Rossi was in a similar role for Andretti, which raises questions about how McLaren will handle having two stars accustomed to being the face of the team. But O’Ward said IndyCar regulations should allow each driver to maintain their own style without being forced to adapt as in other series.

“At the end of the day, as much as teammates will help in order to gather data, it doesn’t mean they’re going to specifically help you in what you need because it’s a series where you can really tailor the car to what you want,” O’Ward said. “Rather than in Formula 1, (it’s) ‘This is the car, you need to learn how to drive this certain car.’ In IndyCar, it’s very different where you can customize it to what you want it to feel like or drive like.

“From past experience, I think Alex likes a car similar to what I do. I do think we have a very strong car in certain areas, but I definitely think he’s coming from a car where that other car has been stronger than us in other racetracks. I feel like if we can just find gains where we haven’t quite had a winning car, a podium car, that’s just going to help all of us.”

Though Thursday at The Thermal Club will mark the first time the trio works together at a track, Rosenqvist said he’s hung out a lot with Rossi (both are 31 years old) and deems his new teammate “well-integrated” in the simulator.

“I think the fit has been good with him, me and Pato,” Rosenqvist said. “On a trackside perspective, it’s obviously huge to have always a third opinion on things.

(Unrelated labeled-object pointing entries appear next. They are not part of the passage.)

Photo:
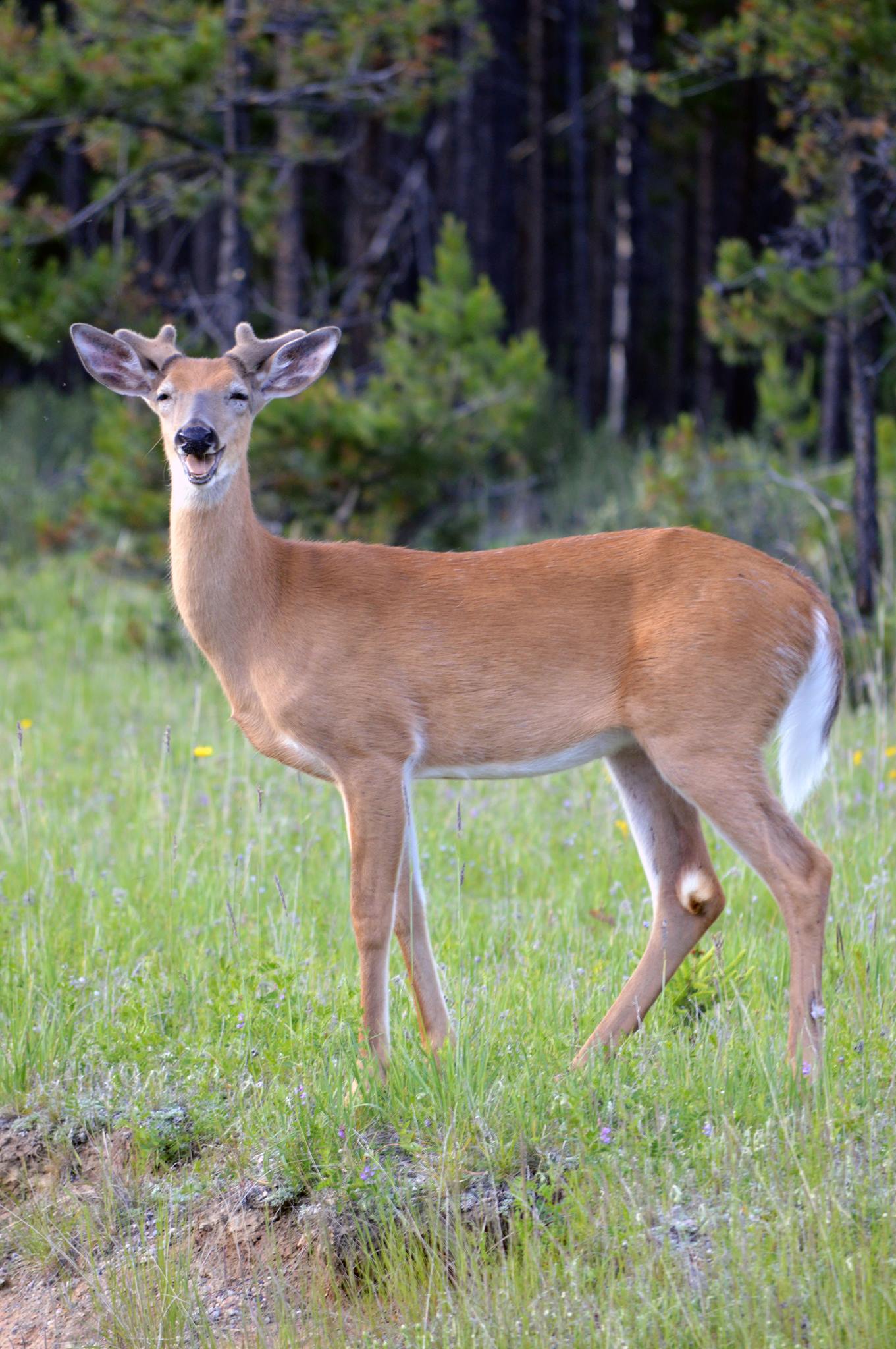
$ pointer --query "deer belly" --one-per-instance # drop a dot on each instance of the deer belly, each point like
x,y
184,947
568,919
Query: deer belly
x,y
271,742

Every driver’s opinion is valuable in its own way.”

Said O’Ward, 23: “It’s been great. (Rossi has) been great to have around. I think he needed a fresh start. I think he’s excited to really work with all of us, create the strongest package.”

Ever the realist, though, Rossi still is tempering some of his enthusiasm.

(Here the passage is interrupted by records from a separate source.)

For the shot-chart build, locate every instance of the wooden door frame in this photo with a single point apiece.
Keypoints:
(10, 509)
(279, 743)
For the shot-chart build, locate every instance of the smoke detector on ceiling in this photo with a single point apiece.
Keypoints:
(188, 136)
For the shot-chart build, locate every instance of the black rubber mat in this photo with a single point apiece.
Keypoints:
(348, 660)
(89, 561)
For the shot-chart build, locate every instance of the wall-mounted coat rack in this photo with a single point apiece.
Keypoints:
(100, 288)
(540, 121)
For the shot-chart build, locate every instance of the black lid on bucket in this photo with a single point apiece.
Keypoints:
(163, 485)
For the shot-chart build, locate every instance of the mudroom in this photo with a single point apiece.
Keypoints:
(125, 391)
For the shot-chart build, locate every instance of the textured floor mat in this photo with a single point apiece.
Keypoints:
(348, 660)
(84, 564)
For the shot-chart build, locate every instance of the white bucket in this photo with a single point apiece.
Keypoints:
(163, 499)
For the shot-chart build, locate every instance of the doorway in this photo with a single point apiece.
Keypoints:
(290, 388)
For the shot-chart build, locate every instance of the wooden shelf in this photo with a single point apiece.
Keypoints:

“Again, we haven’t really done anything yet other than some meetings and some team activities together,” he said. “I have a lot of respect for what they’ve done in IndyCar and also their prior careers. I think that we all bring something a little bit different to the table, which I think is really unique in terms of not only personalities but driving styles and experience levels.

“I think we have the ingredients to really be able to develop the team and continue to push the team forward to even a better level than what they’ve shown in the past. It’s been a really positive experience. Really I have nothing at all negative to say and can’t actually wait to get to work, get on track and start working together.”